Your organization is either the target or the transport. That’s a problem because even if you could do everything right, you can still suffer a breach.Even worse, most organizations can be described as “secured by luck”, through no fault of their own, because the complexity of the security industry has made it impossible for many organizations to get everything right.

Key takeaways:

• In this keynote session Ian will talk about cyber security as a long game you can influence and win, whatever the size of your security team, and how you can position luck, judgement, chance, and choice in your favour to mitigate and reduce cyber risk

Background: Schibsted is one of the largest media groups in the Nordics with well known media brands like Aftonbladet and Svenska Dagbladet in Sweden but also VG and Aftenposten in Norway. Schibsted also runs the number one digital marketplaces in Norway, Sweden, Finland and Denmark. With a total of almost 1 million visitors per month on their websites, cybersecurity threats are one of the most critical business risks for Schibsted. Over the last 3 years Schibsted has been running a global cybersecurity program to ensure that the cybersecurity posture across the group improved.

Ralph will take us through their journey on how they improved their cybersecurity posture through their cybersecurity program. He will share how they engaged with top management and the board of the directors not only to get the approval for the program, but also how they throughout the program create a better understanding, security awareness and engagement.

Key takeaways:

• How do you engage with top management and the board of directors on cybersecurity?
• How to build security awareness and improved engagement by top management?
• What are the learnings from running a multi year global cybersecurity program?
• How do you ensure that the engagement continues after the closure of a cybersecurity program?

The Swedish Civil Contingencies Agency (MSB) receives it-incident reports from the public sector and all private companies that operates important societal services (NIS-operators). Every year MSB releases its annual it-incident report. This year the report has combined those insights with the results from the Infosec Checkup (Infosäkkollen), as well as a study on the development in Ukraine from 2014 to today. Combined MSB has identified five key lessons learned for an improved Swedish cyber defence.

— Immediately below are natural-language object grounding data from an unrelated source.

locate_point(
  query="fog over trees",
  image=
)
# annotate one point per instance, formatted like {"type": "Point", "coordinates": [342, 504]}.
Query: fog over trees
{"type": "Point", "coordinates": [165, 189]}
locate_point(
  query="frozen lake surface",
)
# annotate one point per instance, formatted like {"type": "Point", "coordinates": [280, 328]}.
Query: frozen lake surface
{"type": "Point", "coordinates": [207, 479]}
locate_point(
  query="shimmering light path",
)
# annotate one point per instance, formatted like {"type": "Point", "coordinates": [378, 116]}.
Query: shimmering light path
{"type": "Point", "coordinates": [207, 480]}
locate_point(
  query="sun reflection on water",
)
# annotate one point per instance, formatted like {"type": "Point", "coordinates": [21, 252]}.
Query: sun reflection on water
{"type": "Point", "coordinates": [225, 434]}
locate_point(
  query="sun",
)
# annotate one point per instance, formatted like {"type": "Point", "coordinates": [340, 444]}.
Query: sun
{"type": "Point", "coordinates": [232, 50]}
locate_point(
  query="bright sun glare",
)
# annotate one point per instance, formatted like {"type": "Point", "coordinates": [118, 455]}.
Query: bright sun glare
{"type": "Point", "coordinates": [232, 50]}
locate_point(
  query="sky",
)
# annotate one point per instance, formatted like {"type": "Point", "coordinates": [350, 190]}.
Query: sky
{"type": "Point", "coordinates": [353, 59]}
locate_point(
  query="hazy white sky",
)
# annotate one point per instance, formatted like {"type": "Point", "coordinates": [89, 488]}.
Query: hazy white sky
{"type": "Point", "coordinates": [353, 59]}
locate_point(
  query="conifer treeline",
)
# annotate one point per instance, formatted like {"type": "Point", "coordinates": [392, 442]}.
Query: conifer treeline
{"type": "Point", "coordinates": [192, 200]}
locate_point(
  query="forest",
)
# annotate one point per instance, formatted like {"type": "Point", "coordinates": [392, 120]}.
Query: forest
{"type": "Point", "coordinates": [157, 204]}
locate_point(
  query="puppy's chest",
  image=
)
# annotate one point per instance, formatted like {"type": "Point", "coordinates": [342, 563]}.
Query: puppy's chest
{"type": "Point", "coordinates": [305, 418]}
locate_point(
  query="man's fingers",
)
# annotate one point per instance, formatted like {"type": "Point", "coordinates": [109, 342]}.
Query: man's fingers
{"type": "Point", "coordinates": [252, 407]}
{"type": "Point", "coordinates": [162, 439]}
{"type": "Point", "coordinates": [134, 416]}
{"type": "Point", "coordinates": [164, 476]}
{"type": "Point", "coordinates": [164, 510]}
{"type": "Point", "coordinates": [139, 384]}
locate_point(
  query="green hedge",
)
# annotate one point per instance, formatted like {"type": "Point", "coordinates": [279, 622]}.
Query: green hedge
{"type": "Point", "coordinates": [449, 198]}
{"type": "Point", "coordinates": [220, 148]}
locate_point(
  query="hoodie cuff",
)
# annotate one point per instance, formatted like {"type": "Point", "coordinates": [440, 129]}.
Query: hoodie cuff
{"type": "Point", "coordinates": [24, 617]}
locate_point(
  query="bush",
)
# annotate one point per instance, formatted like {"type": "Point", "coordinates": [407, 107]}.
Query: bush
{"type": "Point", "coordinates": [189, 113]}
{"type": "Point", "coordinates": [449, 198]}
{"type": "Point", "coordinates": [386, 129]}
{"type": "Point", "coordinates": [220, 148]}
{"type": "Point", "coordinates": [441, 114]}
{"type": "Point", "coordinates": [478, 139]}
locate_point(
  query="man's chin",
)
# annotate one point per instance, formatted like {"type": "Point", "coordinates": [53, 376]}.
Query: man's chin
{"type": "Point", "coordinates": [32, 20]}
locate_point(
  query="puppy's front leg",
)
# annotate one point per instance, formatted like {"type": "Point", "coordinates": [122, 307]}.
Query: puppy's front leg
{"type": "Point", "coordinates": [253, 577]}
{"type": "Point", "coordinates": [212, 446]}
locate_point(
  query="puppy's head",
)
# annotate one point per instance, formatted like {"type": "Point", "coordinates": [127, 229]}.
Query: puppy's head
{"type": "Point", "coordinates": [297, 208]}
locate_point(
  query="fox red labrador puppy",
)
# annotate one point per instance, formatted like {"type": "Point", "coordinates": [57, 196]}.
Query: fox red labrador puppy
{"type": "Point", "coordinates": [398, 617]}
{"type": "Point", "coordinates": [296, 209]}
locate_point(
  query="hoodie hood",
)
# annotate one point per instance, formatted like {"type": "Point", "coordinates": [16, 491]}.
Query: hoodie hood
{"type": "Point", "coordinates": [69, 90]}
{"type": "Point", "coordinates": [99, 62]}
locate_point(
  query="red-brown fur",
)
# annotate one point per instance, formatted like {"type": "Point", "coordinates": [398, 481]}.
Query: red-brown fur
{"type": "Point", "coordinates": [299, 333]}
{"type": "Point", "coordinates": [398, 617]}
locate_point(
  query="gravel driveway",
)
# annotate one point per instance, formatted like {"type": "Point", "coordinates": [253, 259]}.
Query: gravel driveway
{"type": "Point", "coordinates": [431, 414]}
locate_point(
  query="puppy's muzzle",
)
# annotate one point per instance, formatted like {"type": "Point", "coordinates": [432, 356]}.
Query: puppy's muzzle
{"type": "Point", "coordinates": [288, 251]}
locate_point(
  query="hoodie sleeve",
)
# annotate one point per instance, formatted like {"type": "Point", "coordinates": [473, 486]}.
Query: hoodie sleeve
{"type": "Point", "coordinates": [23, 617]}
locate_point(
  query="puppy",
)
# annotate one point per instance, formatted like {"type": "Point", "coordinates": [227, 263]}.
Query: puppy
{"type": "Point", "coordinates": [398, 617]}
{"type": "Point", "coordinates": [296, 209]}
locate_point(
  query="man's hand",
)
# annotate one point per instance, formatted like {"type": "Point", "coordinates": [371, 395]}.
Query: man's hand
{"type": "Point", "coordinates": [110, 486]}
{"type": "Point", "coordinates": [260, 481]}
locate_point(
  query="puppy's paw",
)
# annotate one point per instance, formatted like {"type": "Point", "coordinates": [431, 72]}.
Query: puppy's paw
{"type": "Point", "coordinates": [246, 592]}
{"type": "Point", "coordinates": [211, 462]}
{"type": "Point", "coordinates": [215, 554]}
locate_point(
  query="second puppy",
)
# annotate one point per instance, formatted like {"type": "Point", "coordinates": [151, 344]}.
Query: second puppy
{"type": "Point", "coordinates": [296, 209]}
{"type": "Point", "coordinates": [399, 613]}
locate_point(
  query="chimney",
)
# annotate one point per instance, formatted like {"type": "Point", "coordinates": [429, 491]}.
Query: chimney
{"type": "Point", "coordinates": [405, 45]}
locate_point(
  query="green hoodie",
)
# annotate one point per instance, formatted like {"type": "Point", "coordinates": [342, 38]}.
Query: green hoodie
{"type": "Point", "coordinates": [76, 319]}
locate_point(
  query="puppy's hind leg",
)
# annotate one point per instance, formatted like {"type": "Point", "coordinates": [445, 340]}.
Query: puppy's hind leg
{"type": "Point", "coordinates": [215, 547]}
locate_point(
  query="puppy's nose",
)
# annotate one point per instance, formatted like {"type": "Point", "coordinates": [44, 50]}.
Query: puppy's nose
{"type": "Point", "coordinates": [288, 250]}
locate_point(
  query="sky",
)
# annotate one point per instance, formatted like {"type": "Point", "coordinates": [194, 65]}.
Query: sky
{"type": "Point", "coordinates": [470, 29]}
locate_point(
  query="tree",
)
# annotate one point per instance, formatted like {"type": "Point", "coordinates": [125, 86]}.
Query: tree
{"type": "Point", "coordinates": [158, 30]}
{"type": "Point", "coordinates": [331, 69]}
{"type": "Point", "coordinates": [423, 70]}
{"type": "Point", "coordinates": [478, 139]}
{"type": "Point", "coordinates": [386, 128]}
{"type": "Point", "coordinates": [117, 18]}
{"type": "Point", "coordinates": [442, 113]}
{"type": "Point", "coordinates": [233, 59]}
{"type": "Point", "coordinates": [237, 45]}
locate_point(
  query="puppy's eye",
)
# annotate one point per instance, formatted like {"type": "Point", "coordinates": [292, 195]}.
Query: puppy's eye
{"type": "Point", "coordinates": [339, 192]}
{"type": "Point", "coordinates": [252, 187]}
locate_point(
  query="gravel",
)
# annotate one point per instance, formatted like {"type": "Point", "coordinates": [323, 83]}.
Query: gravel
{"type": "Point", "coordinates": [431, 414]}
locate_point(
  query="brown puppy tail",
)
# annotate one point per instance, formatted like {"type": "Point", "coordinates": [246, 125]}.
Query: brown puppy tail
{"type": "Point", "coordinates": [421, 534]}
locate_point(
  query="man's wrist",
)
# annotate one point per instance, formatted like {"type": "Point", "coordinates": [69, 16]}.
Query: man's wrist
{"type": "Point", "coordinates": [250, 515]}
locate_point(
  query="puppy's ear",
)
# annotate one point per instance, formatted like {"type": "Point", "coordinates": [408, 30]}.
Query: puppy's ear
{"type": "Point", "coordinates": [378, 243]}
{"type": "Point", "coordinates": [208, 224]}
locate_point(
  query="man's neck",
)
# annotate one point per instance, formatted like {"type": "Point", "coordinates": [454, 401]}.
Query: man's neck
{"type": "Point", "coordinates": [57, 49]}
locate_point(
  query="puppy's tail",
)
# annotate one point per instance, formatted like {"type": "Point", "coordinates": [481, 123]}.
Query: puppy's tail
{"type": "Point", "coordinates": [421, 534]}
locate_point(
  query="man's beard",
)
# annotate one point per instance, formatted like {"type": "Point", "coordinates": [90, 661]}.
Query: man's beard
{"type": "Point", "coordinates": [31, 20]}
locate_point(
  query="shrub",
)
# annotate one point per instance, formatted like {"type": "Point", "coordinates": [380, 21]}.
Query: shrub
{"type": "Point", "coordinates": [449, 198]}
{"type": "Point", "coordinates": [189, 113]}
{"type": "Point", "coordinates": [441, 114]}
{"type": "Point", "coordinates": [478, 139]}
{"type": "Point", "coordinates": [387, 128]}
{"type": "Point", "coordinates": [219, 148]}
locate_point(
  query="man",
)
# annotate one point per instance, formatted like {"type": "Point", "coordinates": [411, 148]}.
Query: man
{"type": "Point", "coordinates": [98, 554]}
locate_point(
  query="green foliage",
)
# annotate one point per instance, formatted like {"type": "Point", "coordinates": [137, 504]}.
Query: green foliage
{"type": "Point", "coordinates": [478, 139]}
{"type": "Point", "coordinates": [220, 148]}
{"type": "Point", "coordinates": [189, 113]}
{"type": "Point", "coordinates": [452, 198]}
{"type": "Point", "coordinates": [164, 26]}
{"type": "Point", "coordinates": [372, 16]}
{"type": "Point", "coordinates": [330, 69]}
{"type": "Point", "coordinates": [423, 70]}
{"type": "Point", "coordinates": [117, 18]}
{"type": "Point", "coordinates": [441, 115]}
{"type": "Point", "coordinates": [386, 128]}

Almost three years ago, on 16th of July 2020, the Court of Justice of the EU issued its judgement in case Schrems II. The case is named after the privacy activist Max Schrems and was based on his complaint on Facebook's transfer of his personal data from the EU to the US. The case ruled that the EU-US Privacy Shield, which was previously used as a mechanism to transfer personal data between the EU and the US, did not adequately protect the privacy rights of EU citizens under the GDPR. The court also found that the Standard Contractual Clauses, which are widely used by businesses to transfer personal data outside the EU, are valid - but require additional measures to ensure that the data is adequately protected in the destination country. Since then there have been some legal developments, although it's going slow. The European Data Protection Board has issued recommendations on how to implement the Schrems II ruling, including recommendations for additional measures to address concerns about US surveillance practices. Further, the US and EU have been in negotiations to develop a new framework for transatlantic data flows, which would replace the Privacy Shield. So far, no actual agreement has been reached, and companies that previously relied on the Privacy Shield have had to find alternative legal mechanisms for transferring data to the US. Let's deep dive into the crucial questions and challenges ahead!